Il y a lieu de constater qu’il n’y a cependant aucune disposition légale qui exclut la possibilité d’un revenu net négatif dans la catégorie des revenus des capitaux mobiliers et la déduction d’intérêts débiteurs en tant que frais d’obtention, en effet il n’y a pas de dispositions contraires inscrites aux articles 97, 103 et 105 LIR.
Même s’il pouvait résulter des travaux préparatoires de la loi de 1967, ou de « l’optique du législateur » que l’Etat ait voulu se référer à la jurisprudence allemande qui considère que les revenus de capitaux mobiliers ne peuvent jamais être négatifs, mais tout au plus se ramener à zéro, le restant des intérêts débiteurs pouvant être déduits en tant que dépenses spéciales, il faut cependant remarquer que le « Bundesfinanzhof » a admis un revenu négatif de capitaux pendant 10 ans, et que la jurisprudence allemande en la matière est controversée.
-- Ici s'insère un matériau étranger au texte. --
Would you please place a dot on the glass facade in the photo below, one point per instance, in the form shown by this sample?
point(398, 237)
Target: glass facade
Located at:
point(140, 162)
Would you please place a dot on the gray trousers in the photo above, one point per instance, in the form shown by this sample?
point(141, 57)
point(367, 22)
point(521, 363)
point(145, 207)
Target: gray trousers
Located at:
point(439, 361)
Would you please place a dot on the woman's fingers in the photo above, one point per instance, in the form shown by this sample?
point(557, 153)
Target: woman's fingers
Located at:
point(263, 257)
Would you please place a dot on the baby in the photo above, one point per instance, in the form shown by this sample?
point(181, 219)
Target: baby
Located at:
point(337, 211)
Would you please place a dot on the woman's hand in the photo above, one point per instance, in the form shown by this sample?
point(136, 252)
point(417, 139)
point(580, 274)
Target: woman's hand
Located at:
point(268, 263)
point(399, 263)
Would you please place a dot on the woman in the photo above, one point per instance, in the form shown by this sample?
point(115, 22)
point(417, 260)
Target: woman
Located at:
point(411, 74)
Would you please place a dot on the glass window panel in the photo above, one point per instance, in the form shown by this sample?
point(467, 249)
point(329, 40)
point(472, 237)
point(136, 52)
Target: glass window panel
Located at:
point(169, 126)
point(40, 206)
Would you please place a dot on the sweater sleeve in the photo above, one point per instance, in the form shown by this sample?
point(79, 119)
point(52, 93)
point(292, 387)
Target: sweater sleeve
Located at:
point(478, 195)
4 D’autre part, les travaux préparatoires d’une loi ne peuvent prévaloir contre les dispositions légales dénuées d’ambiguïtés (C.E. du 12 mai 1992 Rischard no 8574 du rôle) ni déroger à ces dernières, et les lois fiscales sont de stricte interprétation.
Les intérêts débiteurs relatifs à un emprunt destiné au paiement d’arriérés d’impôts ne sauraient être qualifiés de frais d’obtention au vu de l’absence d’un lien quelconque avec l’une des catégories de revenus visés aux numéros 4 à 8 de l’article 10 LIR, et sont, le cas échéant, susceptibles de déduction en tant que dépenses spéciales sous les conditions et dans les limites fixées par l’article 109 (1) LIR.
C’est partant pour des justes motifs auxquels la Cour se rallie, que le tribunal administratif a décidé qu’en l’absence d’une disposition contraire aux articles 97, 103 ou 105, la déduction d’intérêts débiteurs en tant que frais d’obtention peut donner lieu à un revenu net de capitaux mobiliers négatif, car dès lors que l’emprunt sous-jacent sert en l’espèce au financement de l’acquisition de titres qui sont de nature à dégager des recettes imposables, la relation causale ainsi établie n’est pas rompue par la circonstance que les frais d’obtention dépassent les recettes pour autant qu’au moment de l’engagement des frais, la réalisation de recettes positives peut être raisonnablement escomptée.
Le jugement dont appel est partant à confirmer.
PAR CES MOTIFS la Cour administrative, statuant contradictoirement;
reçoit l’appel en la forme;
le dit non fondé et en déboute;
partant confirme le jugement entrepris du 29 mars 1999;
condamne la partie appelante aux frais et dépens de l’instance d’appel.
Ainsi jugé par Monsieur Jean-Mathias GOERENS, premier conseiller Madame Christiane DIEDERICH-TOURNAY, conseiller, rapporteur Monsieur Marc FEYEREISEN, conseiller et lu par le premier conseiller en audience publique à Luxembourg au local ordinaire des audiences de la Cour à la date indiquée en tête, en présence du greffier de la Cour Anne-Marie WILTZIUS.